Backport Gitweb: http://git.kernel.org/git/?p=linux/kernel/git/torvalds/linux-2.6.git;a=commit;h=fcb43042ef55d2f46b0efa5d7746967cef38f056 Commit: fcb43042ef55d2f46b0efa5d7746967cef38f056 Parent: 0b1faeef5f9243bb5fc5713a34bbf1ceab0de562 Author: Zhang, Yanmin <yanmin_zhang.com> AuthorDate: Tue Jun 24 16:06:23 2008 +0800 Committer: Ingo Molnar <mingo> CommitDate: Mon Jun 30 13:15:43 2008 +0200 x86: fix cpu hotplug crash Vegard Nossum reported crashes during cpu hotplug tests: http://marc.info/?l=linux-kernel&m=121413950227884&w=4 In function _cpu_up, the panic happens when calling __raw_notifier_call_chain at the second time. Kernel doesn't panic when calling it at the first time. If just say because of nr_cpu_ids, that's not right. By checking the source code, I found that function do_boot_cpu is the culprit. Consider below call chain: _cpu_up=>__cpu_up=>smp_ops.cpu_up=>native_cpu_up=>do_boot_cpu. So do_boot_cpu is called in the end. In do_boot_cpu, if boot_error==true, cpu_clear(cpu, cpu_possible_map) is executed. So later on, when _cpu_up calls __raw_notifier_call_chain at the second time to report CPU_UP_CANCELED, because this cpu is already cleared from cpu_possible_map, get_cpu_sysdev returns NULL. Many resources are related to cpu_possible_map, so it's better not to change it. Below patch against 2.6.26-rc7 fixes it by removing the bit clearing in cpu_possible_map. Signed-off-by: Zhang Yanmin <yanmin_zhang.com> Tested-by: Vegard Nossum <vegard.nossum> Acked-by: Rusty Russell <rusty.au> Signed-off-by: Ingo Molnar <mingo>
Created attachment 311839 [details] Upstream fix for this issue
I tried virtual cpu removal and addition and it seems to work. However, if you remove cpu A, then B, then re-add A, then B ... you get a nasty panic very similar to what is described in the link above. ie) I can reproduce this issue in RHEL5. Patch above seems to make everything happy. P.

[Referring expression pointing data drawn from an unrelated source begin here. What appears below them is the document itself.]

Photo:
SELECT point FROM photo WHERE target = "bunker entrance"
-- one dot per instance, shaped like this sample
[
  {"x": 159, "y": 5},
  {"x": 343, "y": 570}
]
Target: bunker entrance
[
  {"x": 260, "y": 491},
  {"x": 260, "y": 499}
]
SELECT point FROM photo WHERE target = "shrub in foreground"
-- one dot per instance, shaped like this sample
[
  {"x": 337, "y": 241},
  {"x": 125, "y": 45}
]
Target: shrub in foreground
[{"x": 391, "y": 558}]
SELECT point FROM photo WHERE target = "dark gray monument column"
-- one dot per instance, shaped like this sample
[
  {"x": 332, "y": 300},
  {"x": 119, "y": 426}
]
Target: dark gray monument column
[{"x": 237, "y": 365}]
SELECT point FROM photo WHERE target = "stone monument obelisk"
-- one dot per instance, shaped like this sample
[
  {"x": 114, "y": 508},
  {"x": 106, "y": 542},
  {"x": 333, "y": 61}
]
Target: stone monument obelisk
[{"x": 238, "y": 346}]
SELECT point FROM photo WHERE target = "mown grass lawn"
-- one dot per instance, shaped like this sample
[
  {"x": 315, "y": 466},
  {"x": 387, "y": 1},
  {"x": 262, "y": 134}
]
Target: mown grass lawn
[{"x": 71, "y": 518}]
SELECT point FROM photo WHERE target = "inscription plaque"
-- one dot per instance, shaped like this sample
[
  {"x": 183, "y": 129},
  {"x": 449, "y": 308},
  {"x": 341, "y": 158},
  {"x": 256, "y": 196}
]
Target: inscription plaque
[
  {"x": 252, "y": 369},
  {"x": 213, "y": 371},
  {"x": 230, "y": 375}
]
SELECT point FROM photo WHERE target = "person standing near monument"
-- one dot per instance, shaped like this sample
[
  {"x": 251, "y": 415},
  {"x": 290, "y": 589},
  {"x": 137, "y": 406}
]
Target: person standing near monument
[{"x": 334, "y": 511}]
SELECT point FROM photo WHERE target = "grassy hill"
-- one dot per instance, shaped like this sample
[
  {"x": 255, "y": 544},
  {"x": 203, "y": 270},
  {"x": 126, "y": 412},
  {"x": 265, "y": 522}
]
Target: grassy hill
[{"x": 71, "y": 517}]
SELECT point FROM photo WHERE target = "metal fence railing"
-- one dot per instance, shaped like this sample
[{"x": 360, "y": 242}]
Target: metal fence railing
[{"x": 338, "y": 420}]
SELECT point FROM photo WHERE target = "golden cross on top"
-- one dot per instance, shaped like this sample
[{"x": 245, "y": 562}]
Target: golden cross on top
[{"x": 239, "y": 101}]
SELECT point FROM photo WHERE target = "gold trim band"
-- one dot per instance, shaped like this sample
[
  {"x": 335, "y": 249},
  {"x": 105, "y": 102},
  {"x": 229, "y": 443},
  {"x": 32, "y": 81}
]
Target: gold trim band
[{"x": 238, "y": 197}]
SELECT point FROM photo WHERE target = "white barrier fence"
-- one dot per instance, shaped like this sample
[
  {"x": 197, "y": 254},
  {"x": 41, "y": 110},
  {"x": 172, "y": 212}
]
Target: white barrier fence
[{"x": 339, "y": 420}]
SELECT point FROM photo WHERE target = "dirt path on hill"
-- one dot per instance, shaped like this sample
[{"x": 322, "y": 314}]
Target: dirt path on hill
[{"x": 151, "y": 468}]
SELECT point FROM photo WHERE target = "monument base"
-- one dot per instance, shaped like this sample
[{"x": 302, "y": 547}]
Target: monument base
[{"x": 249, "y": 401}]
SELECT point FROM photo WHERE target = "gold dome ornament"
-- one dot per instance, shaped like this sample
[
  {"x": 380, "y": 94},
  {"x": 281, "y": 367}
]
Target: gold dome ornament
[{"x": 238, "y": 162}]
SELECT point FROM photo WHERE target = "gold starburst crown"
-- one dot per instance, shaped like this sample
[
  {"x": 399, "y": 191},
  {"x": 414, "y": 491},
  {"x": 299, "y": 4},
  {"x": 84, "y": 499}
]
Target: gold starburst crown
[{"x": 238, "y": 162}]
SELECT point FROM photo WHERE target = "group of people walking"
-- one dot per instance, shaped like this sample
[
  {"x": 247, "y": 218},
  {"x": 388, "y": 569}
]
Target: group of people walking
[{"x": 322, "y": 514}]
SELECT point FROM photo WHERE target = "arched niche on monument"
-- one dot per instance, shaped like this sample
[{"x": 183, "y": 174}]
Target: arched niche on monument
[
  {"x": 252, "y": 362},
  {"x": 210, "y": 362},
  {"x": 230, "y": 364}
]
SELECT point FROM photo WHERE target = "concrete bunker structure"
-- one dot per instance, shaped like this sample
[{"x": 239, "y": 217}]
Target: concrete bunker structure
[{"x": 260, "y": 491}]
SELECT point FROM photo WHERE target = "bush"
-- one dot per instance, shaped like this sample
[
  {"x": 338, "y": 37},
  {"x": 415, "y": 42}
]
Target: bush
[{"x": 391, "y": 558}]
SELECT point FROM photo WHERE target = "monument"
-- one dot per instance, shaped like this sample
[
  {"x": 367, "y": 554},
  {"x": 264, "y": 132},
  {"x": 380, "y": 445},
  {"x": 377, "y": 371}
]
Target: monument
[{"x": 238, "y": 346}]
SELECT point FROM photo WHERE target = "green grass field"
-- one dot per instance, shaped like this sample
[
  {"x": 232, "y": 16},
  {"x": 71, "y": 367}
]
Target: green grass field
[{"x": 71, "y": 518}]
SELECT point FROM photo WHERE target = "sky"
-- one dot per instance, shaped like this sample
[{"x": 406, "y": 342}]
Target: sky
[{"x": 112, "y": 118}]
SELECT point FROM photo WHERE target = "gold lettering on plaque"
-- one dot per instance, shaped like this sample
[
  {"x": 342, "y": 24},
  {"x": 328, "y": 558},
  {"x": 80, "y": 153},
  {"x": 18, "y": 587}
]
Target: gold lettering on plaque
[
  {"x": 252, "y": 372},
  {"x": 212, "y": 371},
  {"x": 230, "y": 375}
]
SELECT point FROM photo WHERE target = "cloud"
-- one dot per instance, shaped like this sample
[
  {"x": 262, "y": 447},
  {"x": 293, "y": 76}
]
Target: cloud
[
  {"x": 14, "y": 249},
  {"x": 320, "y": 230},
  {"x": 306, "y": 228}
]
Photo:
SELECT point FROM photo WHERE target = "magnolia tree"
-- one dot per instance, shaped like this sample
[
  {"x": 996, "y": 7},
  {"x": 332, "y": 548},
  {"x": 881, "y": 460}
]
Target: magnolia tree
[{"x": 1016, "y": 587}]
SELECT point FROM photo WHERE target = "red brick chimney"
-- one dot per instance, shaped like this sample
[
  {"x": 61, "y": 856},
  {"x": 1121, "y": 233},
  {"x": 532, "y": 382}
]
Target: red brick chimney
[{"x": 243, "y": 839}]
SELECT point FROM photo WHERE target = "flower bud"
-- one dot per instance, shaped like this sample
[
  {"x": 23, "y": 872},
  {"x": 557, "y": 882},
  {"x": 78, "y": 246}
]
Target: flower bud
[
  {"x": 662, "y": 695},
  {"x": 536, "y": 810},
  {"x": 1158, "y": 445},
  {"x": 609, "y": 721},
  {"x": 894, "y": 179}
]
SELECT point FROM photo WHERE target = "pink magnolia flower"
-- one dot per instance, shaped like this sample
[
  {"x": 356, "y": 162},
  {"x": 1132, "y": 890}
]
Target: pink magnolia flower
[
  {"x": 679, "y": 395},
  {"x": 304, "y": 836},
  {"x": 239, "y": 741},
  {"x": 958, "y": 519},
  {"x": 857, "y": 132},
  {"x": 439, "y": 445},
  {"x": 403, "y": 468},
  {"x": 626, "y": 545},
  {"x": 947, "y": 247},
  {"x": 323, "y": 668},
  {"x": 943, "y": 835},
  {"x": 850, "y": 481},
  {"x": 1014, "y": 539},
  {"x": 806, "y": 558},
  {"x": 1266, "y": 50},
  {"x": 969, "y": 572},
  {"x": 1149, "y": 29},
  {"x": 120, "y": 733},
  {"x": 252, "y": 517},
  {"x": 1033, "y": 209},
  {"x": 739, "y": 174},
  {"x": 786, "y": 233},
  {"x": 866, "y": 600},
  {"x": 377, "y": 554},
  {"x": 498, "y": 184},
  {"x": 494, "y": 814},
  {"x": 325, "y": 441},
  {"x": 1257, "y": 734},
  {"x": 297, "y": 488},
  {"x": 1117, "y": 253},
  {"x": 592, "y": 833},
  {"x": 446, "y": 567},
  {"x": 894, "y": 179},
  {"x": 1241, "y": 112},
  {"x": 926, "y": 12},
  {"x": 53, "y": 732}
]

This request was evaluated by Red Hat Product Management for inclusion, but this component is not scheduled to be updated in the current Red Hat Enterprise Linux release. If you would like this request to be reviewed for the next minor release, ask your support representative to set the next rhel-x.y flag to "?".
Unfortunately the previous automated notification about the non-inclusion of this request in Red Hat Enterprise Linux 5.3 used the wrong text template. It should have read: this request has been reviewed by Product Management and is not planned for inclusion in the current minor release of Red Hat Enterprise Linux. If you would like this request to be reviewed for the next minor release, ask your support representative to set the next rhel-x.y flag to "?" or raise an exception.